In this tutorial we will try to fit a single line of a spectrum, using a very general fitting approach. The approach presented should not be used in actual research. It is only used to demonstration!
import numpy as np
from matplotlib import pylab as plt
from astropy.io import fits
First we define the path to our fits file.
path = "seminar7/"
name = "151130.fits"
we can open the file using the open function of fits.io.
FITS = fits.open(path+name)
HEAD = FITS[0].header
We can print the entire header by calling it.
HEAD
We can extract individual arguments of the header by simply calling them.

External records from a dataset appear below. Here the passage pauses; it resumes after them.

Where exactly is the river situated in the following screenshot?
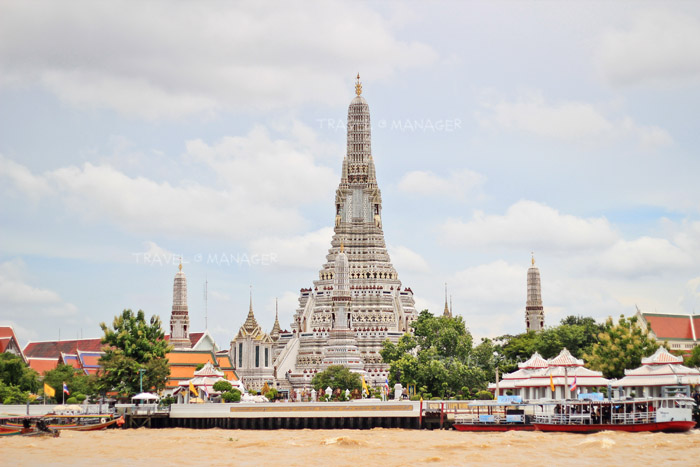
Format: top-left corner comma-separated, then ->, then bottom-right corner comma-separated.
3,428 -> 700,466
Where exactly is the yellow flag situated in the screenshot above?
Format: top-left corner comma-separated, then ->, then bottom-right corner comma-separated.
44,383 -> 56,398
549,374 -> 555,392
361,376 -> 369,396
189,380 -> 197,396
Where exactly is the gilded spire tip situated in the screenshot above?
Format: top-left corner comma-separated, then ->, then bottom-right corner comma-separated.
531,252 -> 535,266
355,73 -> 362,96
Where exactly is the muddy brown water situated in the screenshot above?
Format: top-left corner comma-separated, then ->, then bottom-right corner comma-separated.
3,428 -> 700,466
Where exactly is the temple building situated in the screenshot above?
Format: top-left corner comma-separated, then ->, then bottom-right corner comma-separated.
169,262 -> 191,349
229,292 -> 276,393
635,308 -> 700,353
232,76 -> 418,395
525,255 -> 545,332
490,349 -> 610,400
612,347 -> 700,397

Central_Wavelength = FITS[0].header["CENTWAVE"]
print Central_Wavelength
We can also extract the data as follows. Fortunately astropy.io will directly output multi dimensional datasets as numpy arrays. In this case the data consits of a one dimensional spectum.
DATA = FITS[0].data
We can quickly visualise the data:
plt.figure(figsize = (24,2))
plt.plot(DATA[:DATA.shape[0]/2], ".")
plt.xlim(0,DATA.shape[0]/3)
plt.show()
plt.figure(figsize = (24,2))
plt.plot(DATA[DATA.shape[0]/3:DATA.shape[0]*2/3], ".")

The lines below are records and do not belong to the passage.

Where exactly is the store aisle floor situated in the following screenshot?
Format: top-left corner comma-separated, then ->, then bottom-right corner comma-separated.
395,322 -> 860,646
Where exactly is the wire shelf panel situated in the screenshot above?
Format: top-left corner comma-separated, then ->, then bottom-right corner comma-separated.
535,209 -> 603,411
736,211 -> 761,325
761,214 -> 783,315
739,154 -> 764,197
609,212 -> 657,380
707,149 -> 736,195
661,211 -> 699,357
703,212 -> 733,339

plt.xlim(0,DATA.shape[0]/3)
plt.show()
plt.figure(figsize = (24,2))
plt.plot(DATA[DATA.shape[0]*2/3:], ".")
plt.xlim(0,DATA.shape[0]/3)
plt.show()
We can compute the signal to noise ratio (SN) by deviting the mean with the standart diviation as follows:
SN = DATA.astype("float").mean()/DATA.astype("float").std()
print SN
In our case, we want to focus on the H-alpha line, which is the strongest line in the spectrum. We first have to locate the line and than try to fit it and determine its shape according to Bouvier et. al. 2003.
Let`s first try to find the line maually by identifying it in the plot above.
lim0, lim1 = 1206, 1234
DATAY = DATA[lim0:lim1]
DATAX = np.arange(DATA.shape[0])[lim0:lim1]

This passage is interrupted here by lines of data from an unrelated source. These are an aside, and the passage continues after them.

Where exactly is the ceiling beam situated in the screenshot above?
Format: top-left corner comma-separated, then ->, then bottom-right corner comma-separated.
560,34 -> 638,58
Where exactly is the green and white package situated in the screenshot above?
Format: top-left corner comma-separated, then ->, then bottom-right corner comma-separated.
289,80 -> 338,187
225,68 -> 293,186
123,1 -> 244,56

plt.figure(figsize = (12,8))
plt.plot(np.arange(DATA.shape[0]), DATA , ".")
plt.plot(DATAX , DATAY, ".")
plt.xlim(1180,1290)
plt.show()
Now we have extracted the data, which we subjectively asociate with the H-alpha line from the dataset.
Before we go on, lets generate a few simple data points to fit them. First, we define the gauss function.
$f(x)=Ae^{-\frac{(x-b)^2}{2\sigma}^2}+C$
def gauss_f(x, A=1., b=0., sigma=1., C = 0. ):
y = A*np.exp(-(x-b)**2/(2.*sigma**2))+C
return y
Next we define a one dimensional space X on which we will generate a gauss distribution Y for a variety of parameters.
X = np.linspace(-10,10,100)
Y = gauss_f(X)
plt.plot(X,Y)
plt.show()
Next, we can generate a 3D array of possible parameter permutations. The size of the array depends on the number of parameters, the number of parameter variations and the fact, that we only change one parameter per sub figure.
a = (np.linspace(0.00001,1.,4)*np.ones((4,4)).T).T
Z = np.ones((a.shape[0],a.shape[1],4))
for i in range(Z.shape[2]):
Z[i,:,i] = a[:,i]
def plot_samples(X,Z, nrow=2, ncol=2):
lab = ["a","b",r"$\sigma$","C"]
fig, axs = plt.subplots(nrows=nrow, ncols=ncol,figsize = (ncol*6,nrow*3), frameon = False, sharex=True, sharey = True)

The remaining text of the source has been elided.